The beautiful game? It’s nothing without lawyers
IT is hard to imagine the chant of “we love lawyers” rolling down the Kop, but as another season kicks off, football may be surprised to know that it owes the legal profession a considerable debt.
It was a solicitor, Ebenezer Cobb Morley, who had the idea to form an organisation that became the Football Association in 1863. He was its first secretary and also drafted the first laws of the game. It was a solicitor, Harold Hardman, who as chairman made Manchester United the first English club to enter European competition in 1956 in the face of Football League opposition. More recently, it was a solicitor, Chris Farnell of IPS Law in Manchester, who brokered the first meeting of the FA with Fabio Capello.
Football is a potentially lucrative source of income for lawyers, with the top end of the game proving recession-resistant, as witnessed by the £1.8bn broadcasters’ bid for the 2010-13 Premier League rights earlier this year, 5 per cent up on the existing deal. Broadcasting, sponsorship, licensing and merchandising are areas where legal input is obviously vital.
“Richard Scudamore the Premier League’s chief executive once referred to professional football as similar to the supermarket business – you’ll always need food and no one thinks that supermarkets won’t be there in five years’ time,” says Alex Haffner, a senior associate at City firm Denton Wilde Sapte. Haffner cut his legal teeth acting for the Premier League in its competition law battle a few years ago with the European Commission over the way in which it exploits its television rights, which led to the league having to agree to sell live rights to more than one broadcaster.
CONTRACTUAL MATTER
This illustrates the tension between general law and the special needs of sport, which are recognised to some extent (no other industry can justify transfer windows for employees, for example). Though collective bargaining on behalf of the 20 clubs has survived, it has led to a situation that is arguably worse for the consumer. “It has made my sports viewing twice as expensive,” says Andy Korman, a partner at niche sports law firm Couchman Harrington, who has to subscribe to both Sky and ESPN if he wants to watch his beloved Everton.
Haffner points out that big-money transfers are now akin to commercial deals, requiring a wide range of legal skills to complete. Nick Bitel, a partner at Islington firm Max Bitel Greene and chief executive of the London Marathon, has witnessed this from the player’s perspective, acting for Andrei Arshavin on his move to Arsenal and Emmanuel Adebayor on leaving Arsenal for Manchester City, as well as Harry Redknapp on taking over as Tottenham manager last year. Bitel just provides legal advice, but there are some lawyers who act as agents too.

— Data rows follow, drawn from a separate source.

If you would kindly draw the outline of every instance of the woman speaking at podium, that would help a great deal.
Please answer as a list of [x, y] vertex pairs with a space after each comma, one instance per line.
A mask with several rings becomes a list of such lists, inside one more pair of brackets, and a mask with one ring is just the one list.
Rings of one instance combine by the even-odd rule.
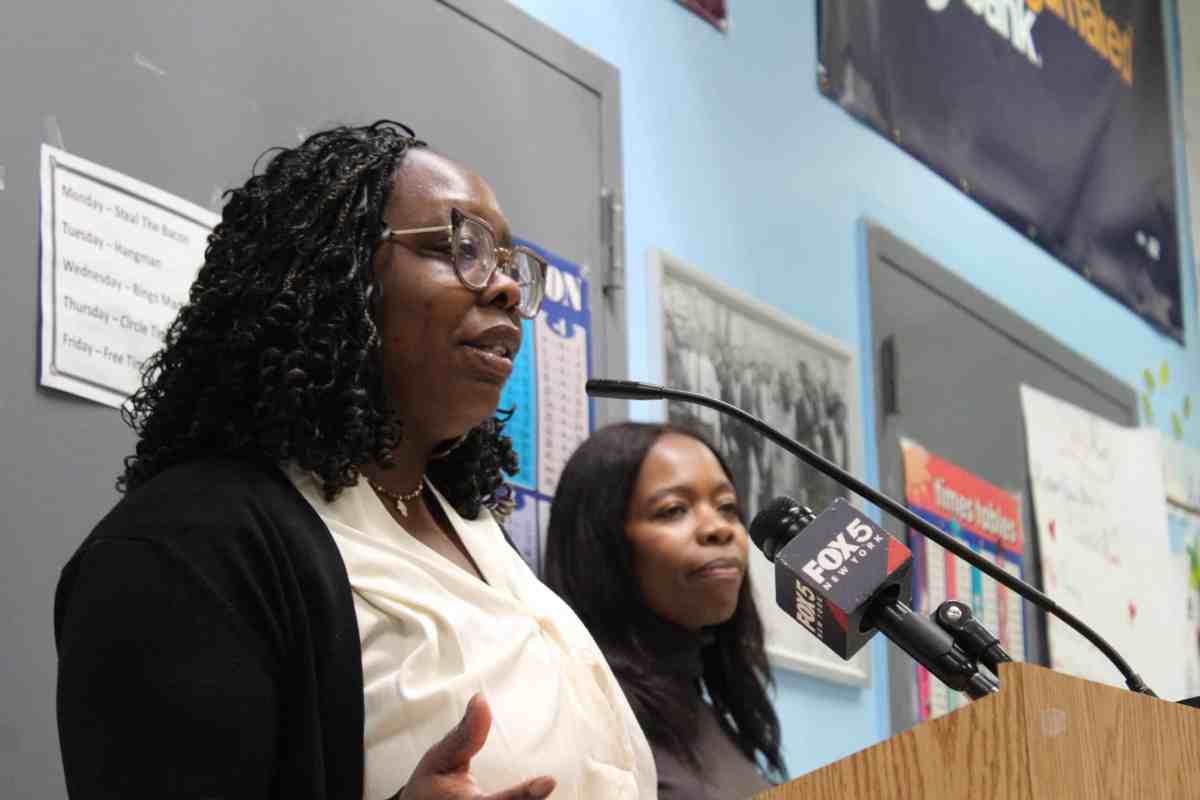
[[746, 798], [785, 776], [748, 552], [732, 474], [696, 434], [610, 426], [559, 479], [546, 582], [620, 680], [662, 800]]
[[496, 519], [545, 263], [396, 124], [227, 198], [59, 583], [71, 796], [653, 798], [619, 685]]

Though a transfer is fundamentally a contractual matter – there is a standard player’s contract which the parties can supplement – Bitel says “the intellectual property side such as image rights is getting complicated and the tax side horrendously complicated”. With higher-rate income tax going up to 50 per cent next April, compared to 24 per cent in Spain, and currency fluctuations, this is becoming an important issue. Even though he is acting for the player, tax planning and so reducing the cost of the player is “where our expertise as lawyers is welcomed by the clubs”, Bitel says.
Research last month by consultant Deloitte showed that if a player negotiating a new contract this summer demanded €3m per annum after tax, the cost to a Premier League club following the income tax increase would be €6.8m, compared to the €4m it would cost a Spanish club to give a non-Spanish player the same net pay. It was €6.7m in France, €5.7m in Italy and €5.4m in Germany.
MANY FACETS
This is high-quality work. The involvement of big City firms is evidence of its appeal, but equally there are some significant niche players. Couchman Harrington is advising the Polish organisers of Euro2012, an example of how the expertise City lawyers have built up is translating into international work too. Jonathan Brogden, a partner at City firm Davies Arnold Cooper, says his firm is currently advising a foreign club – “this work tends to centralise in the London market,” he explains.

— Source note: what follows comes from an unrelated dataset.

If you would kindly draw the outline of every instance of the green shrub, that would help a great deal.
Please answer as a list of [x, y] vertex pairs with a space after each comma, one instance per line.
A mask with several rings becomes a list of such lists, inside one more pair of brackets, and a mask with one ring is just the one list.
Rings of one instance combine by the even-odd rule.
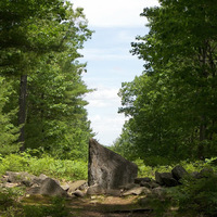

There are many other facets to being a lawyer in the football world, whether claims over career-ending injuries, litigation (Dentons advised Sheffield United on the Carlos Tevez case) or even defending players on motoring charges. Some have even been in the game – solicitor Darren Bailey, now the FA’s director of football governance and regulation, was on Chelsea’s books as a youngster, while Chris Farnell was with Blackburn.
ADAPTING TO CIRCUMSTANCES
Korman says that relationships are the key. Sports clients are seeking that “broader adviser approach… They don’t phone up asking for an intellectual property lawyer. They just want a lawyer. The actual law isn’t particularly difficult – it’s more about adapting it to the circumstances.”
Getting into any niche area of legal practice is about knowing the market, but football is a particularly small world. Korman says that Couchman Harrington views itself less as a law firm and more “as part of the sports industry, and the service we offer is law”.
And this industry knowledge is undoubtedly vital. The story is told, probably apocryphal, of the City law firm that sought to cosy up to clients by taking them to a game during Euro 96. Clients arrived at the offices, drinks and food were served, and it was only when people started looking anxiously at their watches did the organisers discover that the game was being played at St James’s Park Newcastle, rather than St James’s Park Westminster.